The Shuttle has been used lightly, basically new condition. Includes original box, extra parts, reel cover.
Cts only blemish is on handle from truck rod rack, pictured. Bought new from Nick Walke spring of 2019.


----------



## DaBig2na (Aug 7, 2011)

That's a good deal, what guides are on the rod.. Titaniums?


----------



## dutchbros (Jun 3, 2012)

They are the Fuji guides, the standard guides he uses.


----------



## rustwil (Feb 29, 2004)

Interested but noway I can pick up. Will be in Carova 10/22 for awhile. Any place to leave rod and reel ?


----------



## dutchbros (Jun 3, 2012)

rustwil said:


> Interested but noway I can pick up.

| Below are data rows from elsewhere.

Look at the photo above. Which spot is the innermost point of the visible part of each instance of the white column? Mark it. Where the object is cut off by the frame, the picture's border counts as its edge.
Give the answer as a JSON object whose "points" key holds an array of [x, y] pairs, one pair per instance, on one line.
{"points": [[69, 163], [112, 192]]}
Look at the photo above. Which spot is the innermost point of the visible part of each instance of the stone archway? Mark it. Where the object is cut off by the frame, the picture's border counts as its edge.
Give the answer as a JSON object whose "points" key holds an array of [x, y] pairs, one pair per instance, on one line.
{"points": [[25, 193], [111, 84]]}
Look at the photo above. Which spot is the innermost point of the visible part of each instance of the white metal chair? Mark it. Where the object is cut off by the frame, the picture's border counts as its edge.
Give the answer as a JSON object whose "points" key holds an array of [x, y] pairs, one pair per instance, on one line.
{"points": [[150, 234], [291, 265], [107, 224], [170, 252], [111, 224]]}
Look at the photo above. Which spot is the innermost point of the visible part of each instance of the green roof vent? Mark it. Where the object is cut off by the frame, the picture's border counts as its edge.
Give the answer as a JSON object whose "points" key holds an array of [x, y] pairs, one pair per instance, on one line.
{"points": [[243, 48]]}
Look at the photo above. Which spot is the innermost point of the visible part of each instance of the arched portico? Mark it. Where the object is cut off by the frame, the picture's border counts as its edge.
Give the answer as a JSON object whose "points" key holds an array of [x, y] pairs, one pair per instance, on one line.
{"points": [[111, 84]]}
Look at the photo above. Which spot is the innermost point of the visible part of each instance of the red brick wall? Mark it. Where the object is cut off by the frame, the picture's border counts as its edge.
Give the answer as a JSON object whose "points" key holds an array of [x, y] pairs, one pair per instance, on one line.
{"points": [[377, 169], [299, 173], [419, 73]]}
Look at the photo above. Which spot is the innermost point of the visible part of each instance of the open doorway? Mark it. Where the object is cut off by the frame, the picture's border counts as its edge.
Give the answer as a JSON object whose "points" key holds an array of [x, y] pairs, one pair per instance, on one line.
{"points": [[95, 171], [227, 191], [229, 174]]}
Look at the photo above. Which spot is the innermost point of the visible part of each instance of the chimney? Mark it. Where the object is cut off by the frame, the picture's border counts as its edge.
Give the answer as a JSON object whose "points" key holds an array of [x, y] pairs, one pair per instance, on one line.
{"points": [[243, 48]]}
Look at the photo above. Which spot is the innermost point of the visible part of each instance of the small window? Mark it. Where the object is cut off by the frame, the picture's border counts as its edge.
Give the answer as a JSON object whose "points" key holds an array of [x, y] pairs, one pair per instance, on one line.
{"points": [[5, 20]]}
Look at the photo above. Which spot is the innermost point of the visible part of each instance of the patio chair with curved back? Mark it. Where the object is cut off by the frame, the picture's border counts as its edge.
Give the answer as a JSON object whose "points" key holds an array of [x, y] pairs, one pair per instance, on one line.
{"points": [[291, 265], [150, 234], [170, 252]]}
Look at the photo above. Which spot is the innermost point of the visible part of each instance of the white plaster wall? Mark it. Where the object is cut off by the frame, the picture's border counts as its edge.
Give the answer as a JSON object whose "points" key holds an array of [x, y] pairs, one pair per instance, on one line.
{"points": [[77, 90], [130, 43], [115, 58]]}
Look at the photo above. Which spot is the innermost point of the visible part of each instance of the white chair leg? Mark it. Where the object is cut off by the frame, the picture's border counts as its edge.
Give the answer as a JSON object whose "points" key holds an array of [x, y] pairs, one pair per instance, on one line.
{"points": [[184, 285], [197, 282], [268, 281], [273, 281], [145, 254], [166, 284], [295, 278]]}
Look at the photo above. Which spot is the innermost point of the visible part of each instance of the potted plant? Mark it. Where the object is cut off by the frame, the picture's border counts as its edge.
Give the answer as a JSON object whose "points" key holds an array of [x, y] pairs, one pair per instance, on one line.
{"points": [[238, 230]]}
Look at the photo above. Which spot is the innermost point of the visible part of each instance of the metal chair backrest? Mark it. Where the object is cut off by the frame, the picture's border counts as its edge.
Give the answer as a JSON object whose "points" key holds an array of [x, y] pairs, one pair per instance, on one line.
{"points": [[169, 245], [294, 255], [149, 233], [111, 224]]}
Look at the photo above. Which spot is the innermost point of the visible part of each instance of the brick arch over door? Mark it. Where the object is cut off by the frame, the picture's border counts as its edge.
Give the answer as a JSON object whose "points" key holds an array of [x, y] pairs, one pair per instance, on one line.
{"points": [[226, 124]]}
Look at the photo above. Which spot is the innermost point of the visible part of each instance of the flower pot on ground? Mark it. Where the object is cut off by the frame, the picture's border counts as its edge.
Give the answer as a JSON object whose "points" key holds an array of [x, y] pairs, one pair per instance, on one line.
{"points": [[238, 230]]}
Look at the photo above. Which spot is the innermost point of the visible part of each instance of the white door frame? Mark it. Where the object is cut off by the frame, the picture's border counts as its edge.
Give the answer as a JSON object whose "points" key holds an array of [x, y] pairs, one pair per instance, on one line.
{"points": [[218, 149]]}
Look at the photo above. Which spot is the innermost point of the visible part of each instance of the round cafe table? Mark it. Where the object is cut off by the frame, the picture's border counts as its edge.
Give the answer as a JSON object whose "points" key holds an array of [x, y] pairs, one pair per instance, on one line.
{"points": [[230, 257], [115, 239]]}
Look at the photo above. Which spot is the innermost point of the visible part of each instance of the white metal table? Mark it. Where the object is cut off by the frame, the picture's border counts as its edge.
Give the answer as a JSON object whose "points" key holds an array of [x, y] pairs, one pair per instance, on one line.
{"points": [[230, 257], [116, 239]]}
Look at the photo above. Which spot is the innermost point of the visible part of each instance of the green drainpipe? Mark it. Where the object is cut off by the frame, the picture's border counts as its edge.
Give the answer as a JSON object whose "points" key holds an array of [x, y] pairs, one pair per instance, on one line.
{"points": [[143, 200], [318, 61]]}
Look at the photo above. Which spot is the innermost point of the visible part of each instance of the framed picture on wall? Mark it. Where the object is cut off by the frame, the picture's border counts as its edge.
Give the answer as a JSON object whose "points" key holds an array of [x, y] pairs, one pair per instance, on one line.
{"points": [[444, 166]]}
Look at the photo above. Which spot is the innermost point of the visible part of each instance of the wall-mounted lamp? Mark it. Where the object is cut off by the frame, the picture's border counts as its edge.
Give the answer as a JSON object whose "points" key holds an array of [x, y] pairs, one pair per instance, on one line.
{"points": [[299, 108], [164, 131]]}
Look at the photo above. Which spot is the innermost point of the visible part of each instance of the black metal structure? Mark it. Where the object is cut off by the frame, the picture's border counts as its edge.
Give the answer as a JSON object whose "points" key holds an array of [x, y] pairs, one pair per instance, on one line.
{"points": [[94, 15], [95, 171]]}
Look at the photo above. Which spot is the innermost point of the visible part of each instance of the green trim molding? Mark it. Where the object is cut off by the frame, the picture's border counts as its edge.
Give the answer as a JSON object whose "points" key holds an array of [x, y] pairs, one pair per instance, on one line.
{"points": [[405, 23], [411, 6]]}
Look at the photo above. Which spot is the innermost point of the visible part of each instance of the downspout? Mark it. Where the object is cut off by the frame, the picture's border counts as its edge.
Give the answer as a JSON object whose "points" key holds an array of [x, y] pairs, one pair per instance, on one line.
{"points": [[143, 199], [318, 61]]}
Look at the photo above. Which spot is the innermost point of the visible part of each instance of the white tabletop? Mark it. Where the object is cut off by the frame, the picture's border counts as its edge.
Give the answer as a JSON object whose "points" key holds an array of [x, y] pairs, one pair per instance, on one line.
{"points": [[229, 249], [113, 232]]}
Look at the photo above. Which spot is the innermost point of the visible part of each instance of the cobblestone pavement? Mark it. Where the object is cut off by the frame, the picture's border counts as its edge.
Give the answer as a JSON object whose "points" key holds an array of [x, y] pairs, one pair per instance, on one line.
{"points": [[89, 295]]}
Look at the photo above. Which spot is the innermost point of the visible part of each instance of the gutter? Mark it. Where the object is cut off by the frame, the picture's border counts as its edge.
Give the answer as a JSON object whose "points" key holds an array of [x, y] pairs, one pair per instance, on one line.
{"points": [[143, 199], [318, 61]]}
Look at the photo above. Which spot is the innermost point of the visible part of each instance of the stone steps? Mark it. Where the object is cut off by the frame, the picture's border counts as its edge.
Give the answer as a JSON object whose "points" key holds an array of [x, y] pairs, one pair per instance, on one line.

Will be in Carova 10/22 for awhile. Any place to leave rod and reel ?





rustwil said:


> Interested but noway I can pick up. Will be in Carova 10/22 for awhile. Any place to leave rod and reel ?


sent you a pm Rustwil


----------



## DaBig2na (Aug 7, 2011)

dutchbros said:


> They are the Fuji guides, the standard guides he uses.


How old is that rod? Reason I am asking is it can tell me the Split.. 70/30 were the early models and what I really like
I have a newer model and the top section is under 8' long/


----------



## dutchbros (Jun 3, 2012)

it is the 70/30.... the length of the tip is 105". I bought the rod in April 2019. I believe they shortened the unequal length 1305 models to 7'10" in 2020.


----------



## DaBig2na (Aug 7, 2011)

dutchbros said:


> it is the 70/30.... the length of the tip is 105". I bought the rod in April 2019. I believe they shortened the unequal length 1305 models to 7'10" in 2020.


Im not going to get in the way of a commitment .. However if it doesnt sell to rustwill
let me know


----------



## dutchbros (Jun 3, 2012)

pending


----------



## rustwil (Feb 29, 2004)

Please see a private mail. Thanks


----------



## dutchbros (Jun 3, 2012)

Sold


----------